Por prudência ou timidez, tento cumprir o lema “Low profile, high performance” (baixo perfil, alto desempenho). “Alto desempenho” é, para mim, o melhor desempenho de que sou capaz, o que me obriga a procurar um resultado que não me deixe desconfortável com a minha própria consciência, mesmo quando o custo pessoal ultrapassa o que seria razoável para muitos.

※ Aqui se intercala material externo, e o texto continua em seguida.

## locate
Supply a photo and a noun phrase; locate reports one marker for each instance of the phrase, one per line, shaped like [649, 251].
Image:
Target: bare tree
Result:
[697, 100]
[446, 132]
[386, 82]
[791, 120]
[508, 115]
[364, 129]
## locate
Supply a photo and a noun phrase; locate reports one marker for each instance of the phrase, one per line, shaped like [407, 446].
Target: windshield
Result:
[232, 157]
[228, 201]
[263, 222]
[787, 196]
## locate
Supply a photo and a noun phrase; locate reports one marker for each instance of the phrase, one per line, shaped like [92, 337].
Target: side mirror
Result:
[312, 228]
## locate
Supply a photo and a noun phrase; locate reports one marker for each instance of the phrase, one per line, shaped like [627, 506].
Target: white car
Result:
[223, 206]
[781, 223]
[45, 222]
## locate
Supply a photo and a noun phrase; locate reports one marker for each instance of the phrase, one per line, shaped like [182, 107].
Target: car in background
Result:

Não me seduzem elogios públicos e sinto até algum embaraço quando ouço alguém expor as suas fragilidades e erros em praça pública, ou gabar-se de vitórias individuais. São coisas que considero deverem ser guardadas para a nossa “tribo”, para o círculo de confiança. Diferente é quando falamos de vitórias integradas num esforço de equipa, onde o mérito é partilhado e o resultado é coletivo.
Mas neste novo mundo de “likes”, onde muitos se expõem na procura de uma aceitação que dê sentido à vida, surgem os influencers, sempre prontos a “vender” qualquer produto, seja ele um bem de consumo ou uma ideia. Não se coíbem, muitas vezes, de distorcer a verdade, de exagerar ou mesmo de inventar uma mentira, desde que a coisa “funcione” ou “não funcione” conforme lhes convém e lhes dê espaço de ação e visibilidade.
Quando eu andava no 7.º ano do Liceu, uma das cadeiras com prova escrita e oral no fim do ano era a OPAN – Organização Política e Administrativa da Nação. Estudava-se por um pequeno livro, com pouco mais de cem páginas. Um dia ouvi, da boca de um ou dois dos melhores alunos da turma, que “para OPAN não é preciso estudar; aquilo lê-se dois dias antes do exame e tira-se boa nota”. E eu acreditei.
Não estudei. Mas, uma semana antes do exame, peguei no livro para o “medir” e caí na realidade: memorizar as funções dos diferentes órgãos do Estado não era tarefa de dois dias. Li, reli, e segui por aí fora, angustiado, até ao dia da prova. Consegui tirar 13 valores, mas o maior ensinamento não foi a nota. Foi deixar de acreditar em quem empola capacidades e minimiza o esforço, por passar a duvidar de que o seu propósito seja apenas serem “os melhores”, mesmo que isso implique fazer os outros tropeçar.
Os influencers pertencem, muitas vezes, a essa mesma classe de ilusionistas. Usam uma linguagem apelativa, emocional e simplificadora, que leva os crentes a “entrar na onda” em benefício deles próprios. A lógica é antiga, apenas mudou o palco.
A verdade é simples:
“Quem sabe, faz. Quem não sabe, fala para as multidões.”
Ensinar exige proximidade, responsabilidade e compromisso com a verdade. Exige acompanhar, corrigir, escutar e responder. Os influencers, em regra, não ensinam: seduzem. Não formam: atraem. Não constroem: exibem.
E talvez por isso eu continue a preferir o silêncio do trabalho bem feito ao ruído da vida em alta voz.